From: Vivek Goyal <vgoyal@redhat.com>
To: Gui Jianfeng <guijianfeng@cn.fujitsu.com>
Cc: linux-kernel@vger.kernel.org, jens.axboe@oracle.com,
nauman@google.com, dpshah@google.com, lizf@cn.fujitsu.com,
ryov@valinux.co.jp, fernando@oss.ntt.co.jp,
s-uchida@ap.jp.nec.com, taka@valinux.co.jp, jmoyer@redhat.com,
righi.andrea@gmail.com, m-ikeda@ds.jp.nec.com,
czoccolo@gmail.com, Alan.Brunelle@hp.com
Subject: Re: Block IO Controller V4
Date: Thu, 3 Dec 2009 09:36:41 -0500 [thread overview]
Message-ID: <20091203143641.GA3887@redhat.com> (raw)
In-Reply-To: <4B1779CE.1050801@cn.fujitsu.com>
On Thu, Dec 03, 2009 at 04:41:50PM +0800, Gui Jianfeng wrote:
> Vivek Goyal wrote:
> > On Wed, Dec 02, 2009 at 09:51:36AM +0800, Gui Jianfeng wrote:
> >> Vivek Goyal wrote:
> >>> Hi Jens,
> >>>
> >>> This is V4 of the Block IO controller patches on top of "for-2.6.33" branch
> >>> of block tree.
> >>>
> >>> A consolidated patch can be found here:
> >>>
> >>> http://people.redhat.com/vgoyal/io-controller/blkio-controller/blkio-controller-v4.patch
> >>>
> >> Hi Vivek,
> >>
> >> It seems this version doesn't work very well for "direct(O_DIRECT) sequence read" mode.

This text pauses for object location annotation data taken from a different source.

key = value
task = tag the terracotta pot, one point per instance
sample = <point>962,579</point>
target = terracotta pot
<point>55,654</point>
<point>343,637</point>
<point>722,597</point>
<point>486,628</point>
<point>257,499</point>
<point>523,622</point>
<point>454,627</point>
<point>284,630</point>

> >> For example, you can create group A and group B, then assign weight 100 to group A and
> >> weight 400 to group B, and you run "direct sequence read" workload in group A and B
> >> simultaneously. Ideally, we should see 1:4 disk time differentiation for group A and B.
> >> But actually, I see almost 1:2 disk time differentiation for group A and B. I'm looking
> >> into this issue.
> >> BTW, V3 works well for this case.
> >
> > Hi Gui,
> >
> > In my testing of 8 fio jobs in 8 cgroups, direct sequential reads seems to
> > be working fine.
> >
> > http://lkml.org/lkml/2009/12/1/367
> >
> > I suspect that in some case we choose not to idle on the group and it gets
> > deleted from service tree hence we loose share. Can you have a look at
> > blkio.dequeue files. If there are excessive deletions, that will signify
> > that we are loosing share because we chose not to idle.
> >
> > If yes, please also run blktrace to see in what cases we chose not to
> > idle.
> >
> > In V3, I had a stronger check to idle on the group if it is empty using
> > wait_busy() function. In V4 I have removed that and trying to wait busy
> > on a queue by extending its slice if it has consumed its allocated slice.
>
> Hi Vivek,
>
> I ckecked the blktrace output, it seems that io group was deleted all the time,
> because we don't have group idle any more. I pulled the wait_busy code back to
> V4, and retest it, problem seems disappeared.
>
> So i suggest that we need to retain the wait_busy code.
Hi Gui,
We need to figure out why the existing code is not working on your system.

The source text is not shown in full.